EU Imposes $3.5 Billion Fine on Google Over Advertising Technology Practices
September 5, 2025 — By Maria Deutscher, SiliconANGLE
The European Union has levied a substantial antitrust fine against Google, imposing a penalty of €2.95 billion (approximately $3.5 billion) for practices deemed anticompetitive in the digital advertising technology market. This decision marks the culmination of a four-year investigation into Google’s operations related to its advertising cloud applications.
Details of the Investigation and Findings
The European Commission’s probe focused on a suite of cloud-based advertising tools provided by Google to website operators and marketers. These applications facilitate the sale of advertising space by publishers, while advertisers use the platforms to place bids for that ad inventory. EU regulators identified Google as holding a dominant position in two critical segments of the ad technology market.
According to the Commission, Google abused this dominance to advantage its own products unfairly. Key to the concerns was Google’s online auction platform, known as AdX, which processes bids advertisers place for ad space. The highest bid typically wins an auction; however, EU officials found that Google did not route bids to competing auction platforms, effectively favoring its own AdX platform.
Further issues were found with Google Ad Manager, a tool used by website operators to sell advertising space. The investigation concluded that this tool gave Google access to sensitive auction data from rival ad platforms, which Google allegedly exploited to gain an unfair edge in the marketplace.
EU’s Orders Beyond the Fine
In addition to the significant financial penalty, the European Commission has mandated structural and behavioral changes to Google’s business practices. These include requirements to end practices that create conflicts of interest within the ad tech ecosystem. The Commission has tentatively indicated that fulfilling these conditions could necessitate Google divesting parts of its advertising technology business.
Google’s Response and Reactions
Google plans to appeal the decision. Lee-Anne Mulholland, Google’s global head of regulatory affairs, characterized the fine and the proposed remedies as unjustified and expressed concern that the changes would negatively affect thousands of European businesses relying on Google’s advertising platform.
This development has also attracted attention across the Atlantic. Former U.S. President Donald Trump criticized the European ruling on his Truth Social platform, stating that the fine penalizes a leading American company unfairly and threatens American investments and jobs. Trump warned of potential retaliatory measures, including initiating a Section 301 trade investigation to counteract what he termed unfair penalties.

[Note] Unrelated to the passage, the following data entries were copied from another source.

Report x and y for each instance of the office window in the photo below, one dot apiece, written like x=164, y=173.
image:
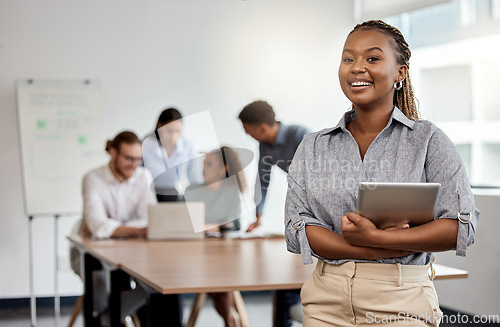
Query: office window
x=490, y=164
x=445, y=94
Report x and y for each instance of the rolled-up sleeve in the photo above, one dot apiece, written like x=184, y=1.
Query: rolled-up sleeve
x=456, y=200
x=298, y=213
x=94, y=211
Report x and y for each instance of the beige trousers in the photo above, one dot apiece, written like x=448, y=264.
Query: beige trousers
x=370, y=294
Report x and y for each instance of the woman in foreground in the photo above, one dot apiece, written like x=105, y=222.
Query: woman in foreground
x=369, y=276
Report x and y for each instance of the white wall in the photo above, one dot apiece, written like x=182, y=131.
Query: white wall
x=215, y=55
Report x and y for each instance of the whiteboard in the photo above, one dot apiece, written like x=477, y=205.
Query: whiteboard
x=60, y=132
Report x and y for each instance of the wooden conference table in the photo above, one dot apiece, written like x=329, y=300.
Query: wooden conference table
x=199, y=266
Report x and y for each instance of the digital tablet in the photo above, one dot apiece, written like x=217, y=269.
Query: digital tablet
x=391, y=204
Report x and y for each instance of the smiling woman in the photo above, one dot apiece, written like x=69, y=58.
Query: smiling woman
x=363, y=269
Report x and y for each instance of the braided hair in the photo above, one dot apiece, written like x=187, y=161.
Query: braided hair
x=404, y=98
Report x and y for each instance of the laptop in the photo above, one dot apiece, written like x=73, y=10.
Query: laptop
x=176, y=221
x=391, y=204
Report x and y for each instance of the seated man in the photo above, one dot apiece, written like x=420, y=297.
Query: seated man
x=115, y=203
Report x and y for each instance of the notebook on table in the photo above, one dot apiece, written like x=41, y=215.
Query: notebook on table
x=176, y=221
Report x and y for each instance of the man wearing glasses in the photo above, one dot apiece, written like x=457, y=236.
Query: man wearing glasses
x=116, y=196
x=115, y=204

Context Within Broader Legal Challenges
The European ruling coincides with parallel legal battles in the United States. A recent DOJ antitrust trial considered whether Google should be ordered to sell its Chrome browser as a remedy, but the presiding judge rejected that proposal. Additionally, a federal court earlier this year ruled that Google holds an illegal monopoly in parts of the ad tech market encompassing the same Google products the EU targeted. A remedies trial in that case is scheduled to commence later this month.
Implications
This landmark EU fine and accompanying orders highlight increased scrutiny of dominant digital platforms and the complex landscape of online advertising technology. As Google seeks to appeal, the digital advertising ecosystem faces potential shifts affecting advertisers, publishers, and consumers across Europe and beyond.